ENFLASYON HEDEFİ VE POLİTİKA ÇABALARI
Açıklamada, 2025 sonu enflasyonunun yüzde 33 olmasının öngörüldüğü, dolayısıyla ılımlı ücret artışları ve azalan enflasyonun birlikte ilerleyerek ataletin kademeli bir biçimde enflasyonu düşürebileceğine değinildi. Fonun açıklamasında, enflasyonu TCMB ile uyumlu hale getirmek ve şoklara karşı dayanıklılığı artırmak amacıyla ilave politika çabalarının gereği vurgulandı. Dezenflasyon hızının artırılması ve risklerin azaltılması adına mali konsolidasyonun devam ettirilmesi gerektiği de belirtilirken, gelir artırıcı önlemler ve mali kesintilerin önemi vurgulandı.

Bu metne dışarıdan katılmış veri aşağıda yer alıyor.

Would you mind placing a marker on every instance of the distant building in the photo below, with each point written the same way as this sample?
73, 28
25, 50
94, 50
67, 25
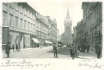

PİYASA STRESİ VE KUR POLİTİKASI
Açıklamada, Türkiye’nin para politikası çerçevesinin önemli başarılar elde ettiği, ancak mevcut koşulların zorlu olduğu, bu nedenle birden fazla aracın kullanılmasının TCMB’nin iletişim stratejisini ve enflasyon beklentilerinin oluşumunu karmaşık hale getirdiği ifade edildi. Aynı zamanda, TCMB’nin enflasyon hedeflerine ulaşmada sağlam bir çerçeve ile desteklenen yüksek reel faiz oranlarına ihtiyaç duyduğu belirtildi. Açıklamada, kur politikasının aşırı dalgalanmaları yumuşatmak için odaklanması gerektiği de vurgulandı. Finans sektörünün sağlıklı seyrini sürdürdüğü ve yetkililerin piyasa stresine karşı hızlı ve kararlı hareket etme kapasitesini gösterdiği belirtildi. Genel risklerin daha düşük olmasına karşın döviz likiditesi risklerinin izlenmesi gerektiği ve denetim çerçevelerinin güçlendirilmesi adına atılan adımların devam etmesi gerektiği ifade edildi.